Through a process riddled with hurdles, Brittney and Sean Milligan quickly learned that one of the most important steps they could take as prospective parents was to be their own advocates. “It is so important to advocate for yourself,” explained Brittney.
As the Milligan family prepared to adopt, they began to educate themselves. They found plenty of resources. “There’s a lot of information out there and not all of it is correct,” said Brittney. It wasn’t until they started attending MAPP classes that they finally had people who could give them the accurate answers they needed.
“I thought it was really good information, having not been around children much before this. I wasn’t sure what would be an appropriate punishment for something or how to handle some of the questions she would ask,” Brittney said.
“I have spent a lot of time with kids and I still found [MAPP] helped us narrow down what we were looking for,” Sean, who happens to be a special education teacher, chimed in. “I think it’s easy to go into the whole situation with rose colored glasses thinking everything is going to be perfect. They did a good job of toning down those expectations.”
Even after the Milligan’s completed MAPP training, there was more waiting to come. Attempting to have a social worker come out and perform a home study took months. Getting the approval was one of the biggest challenges that Brittney and Sean faced. “I think it can be easy to get frustrated by how long the whole process takes,” explained Sean.
Throughout the process, the couple continued advocating for themselves and they began to understand why pieces of it took so long. “When you actually meet the social workers and realize how big their caseloads are, and how many kids they are working with, you understand a little bit better why things take as long as they do,” Sean expressed. It was with this understanding that the couple started focusing their efforts on working with the social workers.
Sean and Brittney began to attend MARE adoption parties at Jordan’s Furniture while they were still fairly early in the process. Brittney explained, “We went to a few before we were actually ready to look for a child. That way when we were ready, we went in knowing how the events worked and how to speak with social workers.” Their logic was to talk to as many social workers as possible so that they had a better chance of making a lasting impression.
Their focus on self-advocacy combined with their understanding that social workers are a key part of the adoption process proved helpful when they saw their future daughter, Grace, on the MARE website for the first time. “The first time I saw Grace’s profile, she was listed with her brother,” Brittney said. “I just kind of looked at her and had this feeling that she was our daughter.”
The next time the couple searched for Grace’s profile, she was listed individually. Their adoption worker had decided to recruit for them separately, which made the idea of adopting her into their family a true possibility.
“The first day we met her, we went to her foster home,” Brittney explained. “She loved looking in the mirror and taking pictures of herself so we were being goofy and taking pictures of ourselves. She had no problem laughing and climbing into our laps and spending time with us, and I think that was the first time I really felt like we were a complete family.” Soon after, Grace moved in with Sean and Brittney, and nine months later her adoption was finalized.
In addition to all the waiting during the adoption process, the act of becoming a family took time as well.

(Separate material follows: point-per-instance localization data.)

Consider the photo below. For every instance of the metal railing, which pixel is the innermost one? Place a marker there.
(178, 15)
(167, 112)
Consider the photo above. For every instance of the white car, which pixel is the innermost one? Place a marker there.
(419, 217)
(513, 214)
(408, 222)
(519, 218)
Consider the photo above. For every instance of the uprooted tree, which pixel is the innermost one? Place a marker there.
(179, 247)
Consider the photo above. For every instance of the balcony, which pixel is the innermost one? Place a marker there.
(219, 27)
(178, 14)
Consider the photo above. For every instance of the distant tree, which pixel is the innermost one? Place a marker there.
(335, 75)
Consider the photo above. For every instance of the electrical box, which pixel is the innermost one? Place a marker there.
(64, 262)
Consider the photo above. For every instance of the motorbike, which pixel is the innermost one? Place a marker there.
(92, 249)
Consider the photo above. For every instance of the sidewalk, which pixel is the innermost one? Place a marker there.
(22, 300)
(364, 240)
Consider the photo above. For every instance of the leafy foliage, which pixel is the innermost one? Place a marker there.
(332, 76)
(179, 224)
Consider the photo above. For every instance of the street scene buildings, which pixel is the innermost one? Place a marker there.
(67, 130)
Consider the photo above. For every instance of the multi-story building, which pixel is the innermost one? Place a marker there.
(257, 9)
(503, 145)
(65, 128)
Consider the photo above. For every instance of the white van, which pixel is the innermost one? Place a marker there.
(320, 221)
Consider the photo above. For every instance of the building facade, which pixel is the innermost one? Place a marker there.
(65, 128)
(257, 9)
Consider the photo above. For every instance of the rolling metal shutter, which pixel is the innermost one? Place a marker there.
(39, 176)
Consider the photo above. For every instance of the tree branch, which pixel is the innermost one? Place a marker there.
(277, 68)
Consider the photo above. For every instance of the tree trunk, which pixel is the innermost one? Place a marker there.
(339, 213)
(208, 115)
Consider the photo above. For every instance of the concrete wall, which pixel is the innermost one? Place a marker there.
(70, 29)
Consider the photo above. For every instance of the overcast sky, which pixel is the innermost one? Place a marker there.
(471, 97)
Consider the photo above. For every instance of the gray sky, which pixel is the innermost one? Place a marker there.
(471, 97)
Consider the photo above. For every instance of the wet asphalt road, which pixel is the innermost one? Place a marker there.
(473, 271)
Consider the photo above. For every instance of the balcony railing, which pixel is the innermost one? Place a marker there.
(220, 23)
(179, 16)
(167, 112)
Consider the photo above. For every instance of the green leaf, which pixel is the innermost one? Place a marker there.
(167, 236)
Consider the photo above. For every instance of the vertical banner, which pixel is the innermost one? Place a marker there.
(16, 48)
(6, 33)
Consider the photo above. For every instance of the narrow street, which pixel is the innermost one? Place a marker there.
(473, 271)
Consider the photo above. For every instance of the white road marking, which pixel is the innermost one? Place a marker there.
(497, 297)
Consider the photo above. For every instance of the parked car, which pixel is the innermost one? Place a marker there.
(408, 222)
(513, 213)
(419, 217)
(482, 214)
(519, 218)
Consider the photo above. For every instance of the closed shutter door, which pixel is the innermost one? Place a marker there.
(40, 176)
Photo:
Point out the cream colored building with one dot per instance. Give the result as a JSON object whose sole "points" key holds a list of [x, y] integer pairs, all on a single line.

When Grace moved into the Milligan’s house, Brittney took two months of maternity leave to stay at home with her daughter. “It was the hardest two months of my life” she explained. Going from being a single person to all of a sudden having this little person attached to my leg all day was a hard to adjust to. It’s hard for the child to adjust to that too. Saying ‘Here’s your new family. Here’s your new house.’”
Brittney and Sean were able to rely on each other throughout the entirety of the adoption journey, and this didn’t stop when Grace moved in. The couple was able to provide support and breaks to each other, making the transition as smooth as possible for themselves and Grace.
“You have to kind of be able to roll with the punches. Things are going to take longer than you want them to,” explained Sean. “You are not going to get everything you thought you would out of the process. Your kid is not going to be whatever you dreamed they’d be. Ours isn’t. She’s better. She’s also ours.” Both Brittney and Sean agree that the process of adopting from foster care is tough, but it’s more than worth it.